Original Title: Husarenliebe. (Tante Gusti kommandiert.) Musical farce 1932; 88 min.; Director: Carl Heinz Wolff; Cast: Hansi Niese, Max Adalbert, Else Elster, Anton Pointner, Leo Peukert, Wera Liessem, Ines von Taube, Willy Clever, Friedrich Ettel, Erwin Hartung, Carl Auen; Kowo-C. H. Wolff-Tobis-Klangfilm.
Aunt Gusti protects her brother-in-law’s motherless daughters from military personnel due to her own bad experiences. However, when the three girls eventually become engaged to three volunteers with their father’s permission, she resigns herself. But now, her brother-in-law marries her.
After the death of his wife, Chief Tax Secretary Julius Knax takes in his sister-in-law, Gusti Mirbacher, to manage the household for him and his daughters Käthe, Irma, and Ursula. It doesn’t take long for the determined Aunt Gusti to assume control. One day, when she has to go on a trip, Knax and his daughters, defying her strict prohibition, attend a ball hosted by the infantry. They have a marvelous time, returning home very late and getting caught in their beds by Aunt Gusti the next morning. On that eventful day, Knax is late for work for the first time but is surprisingly promoted to the position of Chief Accountant in the non-garrison town of Spießburg. He owes this lucrative transfer to his sister-in-law, who has always disapproved of the military ever since she was abandoned by a soldier in the past. Shortly after their arrival, two squadrons of hussars are stationed there, transforming Spießburg into a garrison town. Aunt Gusti’s attempts to save the three girls from the hussars are doomed to fail. The girls fall in love with three hussars. Finally, a triple engagement is celebrated at the grand hussar ball. But Aunt Gusti also finds late happiness by Julius Knax’s side.
t.’s review in Film Kurier No. 252 (October 25, 1932)

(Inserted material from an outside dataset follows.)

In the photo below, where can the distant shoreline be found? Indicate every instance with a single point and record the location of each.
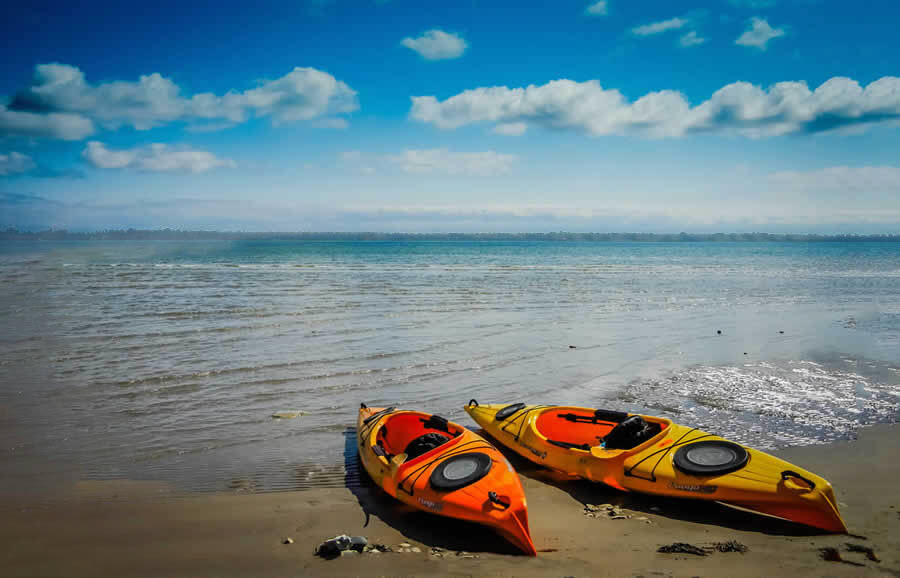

The comfortable and relaxed screenplay by Siegfried Philippi doesn’t venture into new territory: it avoids even the well-trodden side roads and sticks to the tried-and-true main road with this “folk play with music, song, and military.”
As expected, in the House of Three Girls [Dreimäderlhaus], three hussars make an appearance, and Aunt Gustl finally gets her Chief Accountant. It delivers everything that the audience rightly expects from hussars: the regiment’s entrance cheered on by the townspeople, the regimental ball, the strict Captain, and the eventual engagement with a happy ending.
The audience gratefully and joyfully embraces the military farce, skillfully and pleasingly presented by Karl Heinz Wolff.
Among the various nuances of German film production, this genre is undoubtedly a “sure bet.” The audience and producers are satisfied, shaking hands in agreement, and no one is left disappointed. If military films aren’t your cup of tea, then stay away, and anyone who attacks this harmless and popular entertainment with a drawn lance (or fountain pen) is akin to Don Quixote.
Hansi Niese and Max Adalbert, especially in their contrasting styles, form a brilliant comedy duo. The seasoned Niese, adept at jesting and folk plays like few others, exudes affability, coziness, and an unmistakable humanity… while Adalbert, grumpy and eccentric, a confirmed bachelor waiting to be taken down— their contrasting personas blend so well that it would be delightful even without the martial flourishes.
Hansi Niese, this warm-hearted and humorous Viennese, cannot be welcomed warmly enough in German popular films. She demonstrates the art of delivering a couplet, making it understandable down to the last syllable. She showcases clean and pointed speech, proving that stepping in front of the microphone and under the film spotlight with a lifetime of stage experience is not an empty delusion.
Else Elster and Willi Clever deserve mention among the rest of the ensemble for their graceful and likable performances. The witty song lyrics are by Willi Rosen and Kurt Schwabach, set to music by Franz Doelle.
This clean and unpretentious entertainment affair certainly has no reason to be embarrassed about its audience.